Factors that determine which type of God people believe in:
How a person thinks of God is influenced less by Scripture and more by race, gender, education, income, politics and even where a person lives.
Moreover, researchers say the type of God people believe in can predict their political and moral attitudes better than just looking at their religious tradition.
This finding is part of the Baylor Religion Survey released last week the most extensive survey of religion ever in the United States.
“American Piety in the 21st Century: New Insights to the Depth and Complexity of Religion in the U.S.” was conducted by the Baylor Institute for Studies of Religion and Baylor University’s Department of Sociology, involving 1,721 respondents across the country.
The survey included 29 questions about God’s character and behavior, which researchers said reveal two clear and distinct dimensions of belief in God.
They can be summed up in two questions: What is your belief about how directly God is involved in the world and your personal life? And do you believe God is angry about sin and tends toward punishment and wrath?
From this, researchers concluded that Americans see God in four ways:
Type A: Authoritarian God (31.4 percent): These are believers who tend to think God is highly involved in their daily lives and world affairs. They tend to believe that God helps them in their decision-making, is responsible for global events, is quite angry and capable of meting out punishment on the unfaithful and ungodly.
Type B: Benevolent God (23 percent): These believers tend to think that God is active in their daily lives but are less likely to believe that God is angry. Instead, God is mainly a positive influence in the world and less willing to condemn and punish.
Type C: Critical God (16 percent): Believers in this grouping tend to think that God does not interact with the world but observes the world unfavorably, that God’s displeasure will be felt in another life and that divine justice may not be of this world.
Type D: Distant God (24.4 percent): People who believe this way tend to think that God is not active in the world and not especially angry, that God is more a cosmic force who sets the laws of nature in motion and does not do things in the world nor hold clear opinions about individuals’ activities or world events.
The remaining 5.2 percent of those surveyed say they are atheists.
Stephen J. Andrews, Old Testament, Hebrew and archaeology professor at Midwestern Baptist Theological Seminary, said surveys often simplify conclusions, and categories often represent extremes.
“This appears to be true of this survey,” he said. “The trouble is that religious faith, which includes the human perception of deity, is far more complex and sophisticated.”

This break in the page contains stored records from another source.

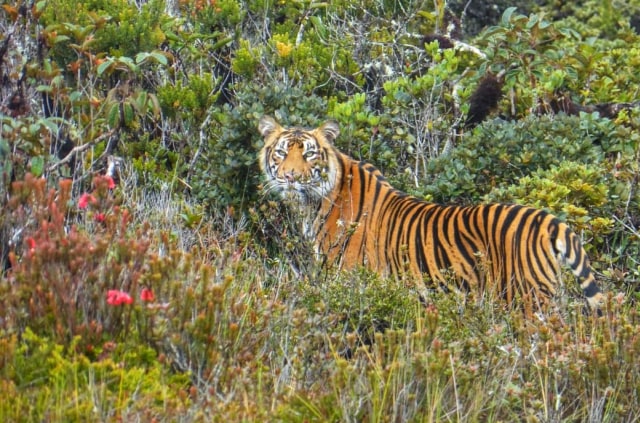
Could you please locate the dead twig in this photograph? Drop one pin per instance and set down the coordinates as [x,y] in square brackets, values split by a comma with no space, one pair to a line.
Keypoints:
[79,149]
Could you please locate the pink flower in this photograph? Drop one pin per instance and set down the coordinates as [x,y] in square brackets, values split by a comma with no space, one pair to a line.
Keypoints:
[31,243]
[146,295]
[116,297]
[85,200]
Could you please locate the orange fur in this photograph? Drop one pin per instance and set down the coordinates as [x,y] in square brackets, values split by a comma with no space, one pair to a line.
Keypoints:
[358,219]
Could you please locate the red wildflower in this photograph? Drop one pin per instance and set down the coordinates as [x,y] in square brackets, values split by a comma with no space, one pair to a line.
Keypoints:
[85,200]
[147,295]
[31,243]
[116,297]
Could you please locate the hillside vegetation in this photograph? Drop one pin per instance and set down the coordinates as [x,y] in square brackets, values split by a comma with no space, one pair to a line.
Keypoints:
[146,276]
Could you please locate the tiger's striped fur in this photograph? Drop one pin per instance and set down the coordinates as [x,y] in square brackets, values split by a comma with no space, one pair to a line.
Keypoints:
[357,218]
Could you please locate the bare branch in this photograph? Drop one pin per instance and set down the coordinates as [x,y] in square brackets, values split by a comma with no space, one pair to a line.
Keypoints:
[79,149]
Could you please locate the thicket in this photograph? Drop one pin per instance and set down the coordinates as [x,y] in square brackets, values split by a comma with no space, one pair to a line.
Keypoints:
[162,289]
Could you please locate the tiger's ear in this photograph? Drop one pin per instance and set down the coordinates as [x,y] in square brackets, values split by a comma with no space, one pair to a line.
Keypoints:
[268,126]
[330,130]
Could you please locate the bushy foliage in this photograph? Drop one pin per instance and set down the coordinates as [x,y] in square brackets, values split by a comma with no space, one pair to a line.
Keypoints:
[182,292]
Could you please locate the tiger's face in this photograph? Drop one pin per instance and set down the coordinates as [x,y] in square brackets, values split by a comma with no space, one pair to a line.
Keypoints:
[299,161]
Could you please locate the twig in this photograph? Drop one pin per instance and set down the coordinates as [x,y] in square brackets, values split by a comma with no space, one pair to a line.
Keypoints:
[79,149]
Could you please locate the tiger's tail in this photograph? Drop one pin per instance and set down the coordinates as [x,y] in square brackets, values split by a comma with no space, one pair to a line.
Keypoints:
[570,248]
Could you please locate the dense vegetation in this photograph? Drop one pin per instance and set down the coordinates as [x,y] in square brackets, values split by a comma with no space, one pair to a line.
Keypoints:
[164,291]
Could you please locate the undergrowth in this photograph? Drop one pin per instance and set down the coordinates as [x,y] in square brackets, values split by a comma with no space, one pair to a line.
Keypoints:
[218,331]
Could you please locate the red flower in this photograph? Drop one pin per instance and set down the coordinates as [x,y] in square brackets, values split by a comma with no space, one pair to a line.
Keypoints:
[31,243]
[85,200]
[147,295]
[116,297]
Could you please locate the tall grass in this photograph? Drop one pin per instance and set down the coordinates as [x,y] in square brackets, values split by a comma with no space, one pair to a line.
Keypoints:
[233,335]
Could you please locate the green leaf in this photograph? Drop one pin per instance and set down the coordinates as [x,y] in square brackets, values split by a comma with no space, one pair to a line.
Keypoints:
[113,117]
[104,66]
[37,166]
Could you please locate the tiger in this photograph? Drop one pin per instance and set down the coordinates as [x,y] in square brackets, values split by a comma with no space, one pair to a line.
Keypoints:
[356,218]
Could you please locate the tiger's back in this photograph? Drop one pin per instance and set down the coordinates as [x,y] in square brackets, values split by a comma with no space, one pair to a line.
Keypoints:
[359,219]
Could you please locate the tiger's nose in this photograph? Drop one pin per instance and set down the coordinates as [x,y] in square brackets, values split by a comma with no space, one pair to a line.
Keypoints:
[290,177]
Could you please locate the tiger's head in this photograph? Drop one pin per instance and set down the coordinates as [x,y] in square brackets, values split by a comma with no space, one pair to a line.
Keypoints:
[299,161]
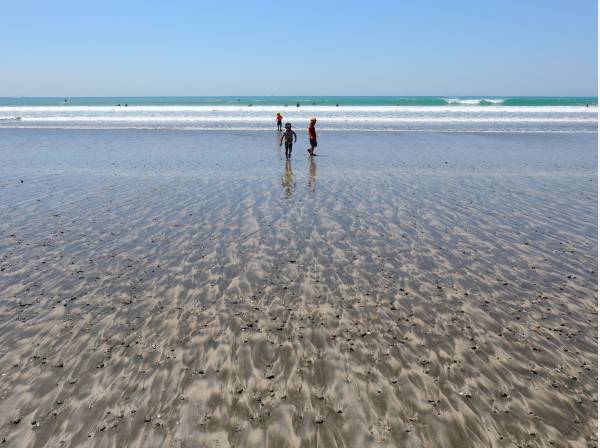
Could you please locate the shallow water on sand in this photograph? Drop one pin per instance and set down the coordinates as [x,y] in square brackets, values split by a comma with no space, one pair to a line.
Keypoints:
[194,289]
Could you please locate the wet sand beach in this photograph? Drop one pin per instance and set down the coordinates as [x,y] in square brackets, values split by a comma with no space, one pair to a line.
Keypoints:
[192,289]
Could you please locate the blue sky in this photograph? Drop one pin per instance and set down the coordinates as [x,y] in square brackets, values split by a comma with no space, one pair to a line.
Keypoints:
[80,48]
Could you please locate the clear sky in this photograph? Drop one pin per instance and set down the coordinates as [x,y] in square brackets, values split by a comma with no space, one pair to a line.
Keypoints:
[253,47]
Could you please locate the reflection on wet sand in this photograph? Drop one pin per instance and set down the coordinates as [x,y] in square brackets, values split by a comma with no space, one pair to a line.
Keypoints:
[159,289]
[312,174]
[287,180]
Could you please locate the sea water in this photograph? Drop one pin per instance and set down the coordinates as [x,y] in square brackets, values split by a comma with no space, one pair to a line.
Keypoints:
[442,114]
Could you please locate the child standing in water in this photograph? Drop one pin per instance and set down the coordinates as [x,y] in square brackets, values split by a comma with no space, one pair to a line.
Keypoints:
[290,138]
[312,136]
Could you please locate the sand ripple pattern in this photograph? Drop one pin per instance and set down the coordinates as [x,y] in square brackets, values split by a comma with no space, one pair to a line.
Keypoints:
[173,289]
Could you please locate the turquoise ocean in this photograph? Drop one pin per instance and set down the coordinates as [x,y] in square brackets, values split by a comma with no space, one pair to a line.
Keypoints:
[342,113]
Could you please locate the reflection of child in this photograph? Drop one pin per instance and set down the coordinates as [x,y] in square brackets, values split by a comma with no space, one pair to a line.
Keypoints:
[290,138]
[312,136]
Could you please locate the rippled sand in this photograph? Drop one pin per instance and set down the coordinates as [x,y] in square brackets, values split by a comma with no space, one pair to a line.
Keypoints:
[194,289]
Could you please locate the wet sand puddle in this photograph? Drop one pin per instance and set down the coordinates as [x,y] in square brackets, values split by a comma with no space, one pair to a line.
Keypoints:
[210,294]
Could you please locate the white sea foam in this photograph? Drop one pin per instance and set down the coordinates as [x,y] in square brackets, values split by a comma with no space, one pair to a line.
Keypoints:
[535,118]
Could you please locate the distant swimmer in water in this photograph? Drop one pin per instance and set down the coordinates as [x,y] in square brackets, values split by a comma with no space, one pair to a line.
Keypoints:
[290,138]
[312,136]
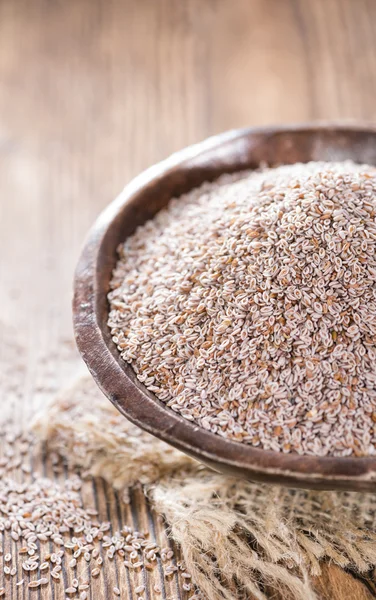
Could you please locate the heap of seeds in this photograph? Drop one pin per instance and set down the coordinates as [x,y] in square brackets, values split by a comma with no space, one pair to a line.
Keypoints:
[249,307]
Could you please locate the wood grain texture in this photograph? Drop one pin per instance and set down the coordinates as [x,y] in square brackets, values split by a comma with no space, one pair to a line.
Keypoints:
[93,91]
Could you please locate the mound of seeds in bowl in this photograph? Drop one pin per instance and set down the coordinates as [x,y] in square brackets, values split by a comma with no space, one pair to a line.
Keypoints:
[249,307]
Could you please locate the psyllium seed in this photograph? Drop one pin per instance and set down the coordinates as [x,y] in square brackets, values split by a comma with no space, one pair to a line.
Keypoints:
[249,307]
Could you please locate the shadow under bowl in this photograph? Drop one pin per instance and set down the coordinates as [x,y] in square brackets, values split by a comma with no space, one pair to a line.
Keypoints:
[140,200]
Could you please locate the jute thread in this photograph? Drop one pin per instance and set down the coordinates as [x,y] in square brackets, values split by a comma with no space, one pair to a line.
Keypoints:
[236,537]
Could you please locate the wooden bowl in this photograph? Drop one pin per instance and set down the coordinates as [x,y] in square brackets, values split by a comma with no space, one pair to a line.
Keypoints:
[141,199]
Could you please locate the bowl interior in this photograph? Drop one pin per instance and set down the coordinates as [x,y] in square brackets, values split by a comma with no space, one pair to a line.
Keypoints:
[140,200]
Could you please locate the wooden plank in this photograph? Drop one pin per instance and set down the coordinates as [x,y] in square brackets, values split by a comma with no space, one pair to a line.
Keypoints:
[93,91]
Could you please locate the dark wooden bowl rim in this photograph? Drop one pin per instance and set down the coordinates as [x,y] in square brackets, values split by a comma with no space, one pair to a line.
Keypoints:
[116,379]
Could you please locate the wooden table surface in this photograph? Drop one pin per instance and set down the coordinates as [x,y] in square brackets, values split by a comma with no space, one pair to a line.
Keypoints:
[93,91]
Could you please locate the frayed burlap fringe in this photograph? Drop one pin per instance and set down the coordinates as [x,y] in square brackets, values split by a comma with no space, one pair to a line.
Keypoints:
[236,537]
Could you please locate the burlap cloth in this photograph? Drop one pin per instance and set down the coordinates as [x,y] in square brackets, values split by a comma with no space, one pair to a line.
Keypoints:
[236,537]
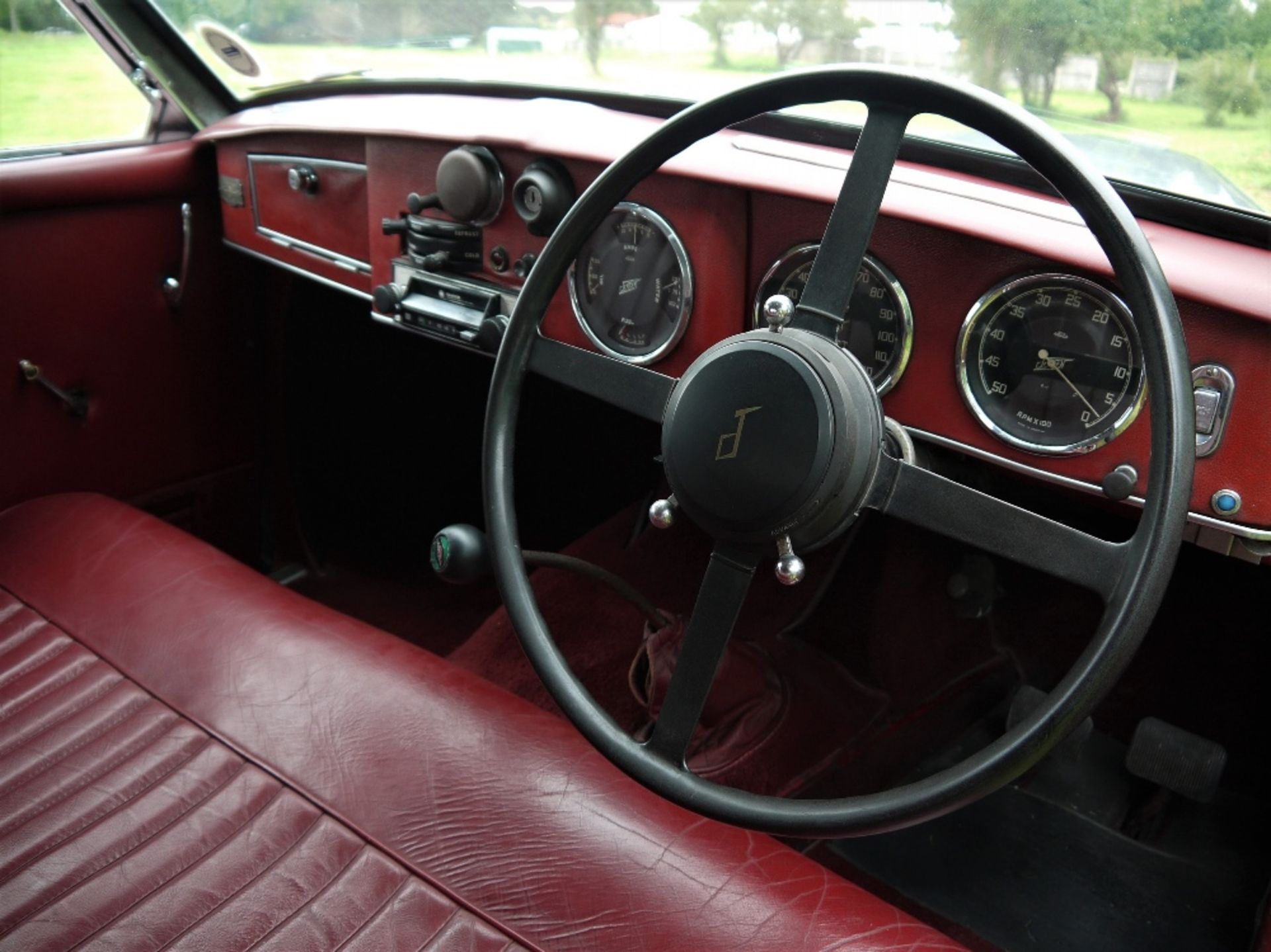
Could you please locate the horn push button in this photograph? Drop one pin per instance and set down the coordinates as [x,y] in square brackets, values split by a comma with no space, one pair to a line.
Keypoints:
[747,438]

The Bible presents a picture of a God who is somewhat of a paradox, one who is just, meting out punishment, but also benevolent, caring for people, he said.
“I wonder if there had been another mediating option between ‘A’ and ‘B’ if the survey results would be different. I think they would.”
Warren Carter, New Testament professor at St. Paul School of Theology, wondered what role Scripture plays in forming people’s views.
“It’s interesting that ‘B’ is the closest to the emphasis of the New Testament writers, though aspects of ‘A’ are also present,” he said. “Generally, views ‘C’ and ‘D’ are not prominent in the New Testament.
“This suggests that for some people the New Testament texts, along with other factors, are important in shaping their perceptions of God, while for others the experiences of their own lives and of what is happening in the world play a greater role in their images of God.”
The survey says it’s possible to look at demographic and religious factors of an individual and conclude which view of God that person is likely to hold.
For example, women tend to believe in a God who is more engaged in their lives (Types A and B) and men tend toward less engaged images (Type D). The majority of African-Americans (53.4 percent) believe in an Authoritarian God.
People with less education and lower incomes tend toward the more engaged images of God (Types A and B), while those with college degrees and incomes of more than $100,000 tend to believe in a Distant God or are atheists.
Geography also appeared to shape views: Easterners tend toward belief in a Critical God; Southerners, an Authoritarian God; Midwesterners, a Benevolent God; and West Coasters, a Distant God.
People with more engaged images of God (Types A and B) are more likely to attend church weekly and pray several times a day. God’s anger (Type C) does little to inspire religious practice and participation.
Catholics, mainline Protestants and Jews tend to believe in a more Distant God, while evangelical Protestants and black Protestants tend to believe in a more Authoritarian God.
People who feel strongly that God is a “he” tend to believe in an Authoritarian God.
Are those who believe, "God-fearing" or "God-loving"?